Slow painful progress, but she's trying. (I think) (and really, I'm trying to grow my hair out. I promise I didn't not learn my lesson in 3rd grade when I got bangs cut. It's a phase I hope to soon grow past!)

If you want to see a Star Student, feast your eyes...
This one here has been "consistently excelling in all he does." And if you think for a second that a piece of paper with a star on it is on par with "My child was student of the week...." bumper stickers back in the day (do they still have those?)  Then you would be overlooking him nearly mastering the "TH" sound in speech therapy, learning to READ, trying out the butterfly stroke in swimming, cleaning his own bathroom, AND making an effort to put others first at the dinner table. (Heaven help me when everybody wants to go first!) He can also count to 100. Boom. Proud as punch, I am. And he is too. Rightly so.

Progress in droves for this one (again, not the Daddy one, though I do adore him).
Isaac has been stretching his helpful legs lately. This kid has been working on calming himself down and also on what it means to be a contributing member of his family. Do I miss Au Pair Stephanie? YES! (hello, adult conversation all day!) But the trade to teach this one how to clean his own bathroom and make the garden beds look nice by weeding them has been worth the effort. He's so proud of himself and doesn't shy away from the hard work. Also a Star Student since the new year started "for being principled with the quality of work he produces in class."

I'm grateful for all I see in those around me and I want to be encouraged by it in more than just a "that's great for them!" sort of way.

Why not me?

I'm looking intently at what will progress in my life in 2016. Yes, new challenges in motherhood count as progress. But aside from the motherhood and marriage parts, I'm asking myself, "By December, what progress will I see?"

I'm a bit slow on the whole New Year's resolution thing. But I come 'round. And as a Christian I'm trying to see what sorts of things God is doing around me or placing in my heart. Even if on the surface they don't seem like "purely religious" ventures.
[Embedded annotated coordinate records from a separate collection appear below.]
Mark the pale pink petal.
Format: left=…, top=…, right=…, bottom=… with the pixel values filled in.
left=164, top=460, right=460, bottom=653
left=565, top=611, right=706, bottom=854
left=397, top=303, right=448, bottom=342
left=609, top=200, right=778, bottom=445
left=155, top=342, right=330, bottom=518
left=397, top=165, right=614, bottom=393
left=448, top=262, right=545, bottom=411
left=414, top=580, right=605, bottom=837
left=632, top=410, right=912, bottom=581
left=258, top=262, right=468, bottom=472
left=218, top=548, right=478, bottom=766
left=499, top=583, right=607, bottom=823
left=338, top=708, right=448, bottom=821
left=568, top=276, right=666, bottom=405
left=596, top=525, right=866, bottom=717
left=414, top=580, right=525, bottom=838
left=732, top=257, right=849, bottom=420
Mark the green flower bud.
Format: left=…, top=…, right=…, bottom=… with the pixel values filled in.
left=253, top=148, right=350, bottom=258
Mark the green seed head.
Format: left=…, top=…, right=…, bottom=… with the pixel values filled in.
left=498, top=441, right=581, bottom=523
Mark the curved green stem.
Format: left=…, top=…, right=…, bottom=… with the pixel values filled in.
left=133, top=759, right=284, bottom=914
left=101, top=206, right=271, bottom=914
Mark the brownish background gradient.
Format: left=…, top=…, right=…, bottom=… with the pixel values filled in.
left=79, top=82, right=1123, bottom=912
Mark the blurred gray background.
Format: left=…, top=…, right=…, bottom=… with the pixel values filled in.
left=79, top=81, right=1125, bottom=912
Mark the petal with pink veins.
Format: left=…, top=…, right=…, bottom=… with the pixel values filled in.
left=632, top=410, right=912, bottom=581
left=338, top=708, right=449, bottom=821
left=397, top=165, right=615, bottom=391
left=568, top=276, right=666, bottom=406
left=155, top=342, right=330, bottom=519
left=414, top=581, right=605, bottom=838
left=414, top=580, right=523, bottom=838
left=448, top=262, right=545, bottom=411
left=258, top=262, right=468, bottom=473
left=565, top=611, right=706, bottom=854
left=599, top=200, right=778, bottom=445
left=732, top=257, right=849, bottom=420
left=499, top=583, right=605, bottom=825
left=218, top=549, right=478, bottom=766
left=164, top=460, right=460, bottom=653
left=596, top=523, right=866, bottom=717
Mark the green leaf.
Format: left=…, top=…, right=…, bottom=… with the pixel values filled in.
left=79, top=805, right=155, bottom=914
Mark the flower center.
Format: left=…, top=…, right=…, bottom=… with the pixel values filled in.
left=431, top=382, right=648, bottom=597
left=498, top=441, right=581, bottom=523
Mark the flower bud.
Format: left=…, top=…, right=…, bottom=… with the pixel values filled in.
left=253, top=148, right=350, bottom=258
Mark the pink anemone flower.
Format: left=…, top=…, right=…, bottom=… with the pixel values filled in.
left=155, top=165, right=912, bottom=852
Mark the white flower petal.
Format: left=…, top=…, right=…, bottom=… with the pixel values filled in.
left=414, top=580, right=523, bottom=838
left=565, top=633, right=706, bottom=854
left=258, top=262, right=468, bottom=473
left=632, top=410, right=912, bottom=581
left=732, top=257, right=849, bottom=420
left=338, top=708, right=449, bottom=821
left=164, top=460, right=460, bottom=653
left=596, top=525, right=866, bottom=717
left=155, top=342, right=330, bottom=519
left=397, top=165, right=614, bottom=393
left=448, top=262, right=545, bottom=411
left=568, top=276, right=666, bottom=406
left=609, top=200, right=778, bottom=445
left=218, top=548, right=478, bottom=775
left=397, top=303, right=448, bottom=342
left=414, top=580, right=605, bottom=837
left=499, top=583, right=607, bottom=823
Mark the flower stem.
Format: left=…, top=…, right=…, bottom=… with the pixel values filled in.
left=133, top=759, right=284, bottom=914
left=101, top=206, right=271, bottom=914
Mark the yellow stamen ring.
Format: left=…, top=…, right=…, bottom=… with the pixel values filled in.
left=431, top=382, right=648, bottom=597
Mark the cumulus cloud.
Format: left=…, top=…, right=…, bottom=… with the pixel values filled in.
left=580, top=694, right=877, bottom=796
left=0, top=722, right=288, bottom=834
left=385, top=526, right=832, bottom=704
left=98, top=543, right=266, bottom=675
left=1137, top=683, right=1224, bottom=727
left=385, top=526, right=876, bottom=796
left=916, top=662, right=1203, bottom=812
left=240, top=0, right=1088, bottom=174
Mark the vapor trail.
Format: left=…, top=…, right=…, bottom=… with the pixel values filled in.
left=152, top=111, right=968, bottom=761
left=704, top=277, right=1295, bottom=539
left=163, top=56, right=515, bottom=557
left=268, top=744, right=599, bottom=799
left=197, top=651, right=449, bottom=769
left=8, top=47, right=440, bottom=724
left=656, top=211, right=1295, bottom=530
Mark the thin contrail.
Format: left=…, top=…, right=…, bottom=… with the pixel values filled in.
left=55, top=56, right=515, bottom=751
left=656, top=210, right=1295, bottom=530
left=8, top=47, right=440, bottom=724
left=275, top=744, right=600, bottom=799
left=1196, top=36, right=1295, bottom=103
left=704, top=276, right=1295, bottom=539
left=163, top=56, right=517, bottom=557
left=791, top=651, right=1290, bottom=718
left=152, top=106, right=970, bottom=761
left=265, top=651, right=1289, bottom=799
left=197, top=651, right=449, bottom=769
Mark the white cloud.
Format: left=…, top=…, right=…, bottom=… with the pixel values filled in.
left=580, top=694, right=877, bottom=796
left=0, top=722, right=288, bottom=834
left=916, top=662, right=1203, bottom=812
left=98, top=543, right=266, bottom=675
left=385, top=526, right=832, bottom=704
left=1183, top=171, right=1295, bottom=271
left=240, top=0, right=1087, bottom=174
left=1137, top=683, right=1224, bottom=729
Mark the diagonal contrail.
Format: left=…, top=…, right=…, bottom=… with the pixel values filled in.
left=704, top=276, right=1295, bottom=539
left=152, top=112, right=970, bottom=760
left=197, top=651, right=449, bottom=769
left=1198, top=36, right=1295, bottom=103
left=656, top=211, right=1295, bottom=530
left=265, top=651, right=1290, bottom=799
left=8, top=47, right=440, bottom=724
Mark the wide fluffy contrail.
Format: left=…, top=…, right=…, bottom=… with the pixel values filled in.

If the Lord has gifted or enabled me to do something, I want to receive the opportunity as being from him and then do it as unto him.

So when the occasional long quiet moment occurs the list of possibilities starts:
Try something new sewing? What if this is the year I start a big heirloom worthy project?

Go back to school? Online programs? What would I like to learn? Doctor? Social worker? Business? Teacher? (nah, probably not teacher)
More Language study? A different language? I've always wanted to learn Chinese. French sounds so fun. But maybe I need Spanish?
Start something that flows from my faith in God? Bible study? Outreach to refugees?

Add a new cooking technique? Maybe get Julia Child's French cooking book? What if in 5 years I'm like a chef or something?
Start writing a book? Adoption related? Adventure fiction? Adoption adventure fiction?
Start that Booster club at school? Bring Cheerleading to my corner of Southeast Asia?

Sure, these moments are tempered with poopy diapers, (It's now 18 months until we will be done with diapers for FOREVER. But who's counting?)  practicing spelling words, and teaching proper spoon holding instead of eating sweet potato casserole with fingers.

But I think... "If I just pick one. And really try it. I wonder...." 


Hope your 2016 is off and running! 

**child in the photo on the far left is not ours. He's a neighbor and classmate of Isaac's. Clarification in case you thought you missed something REALLY big since the last blogpost.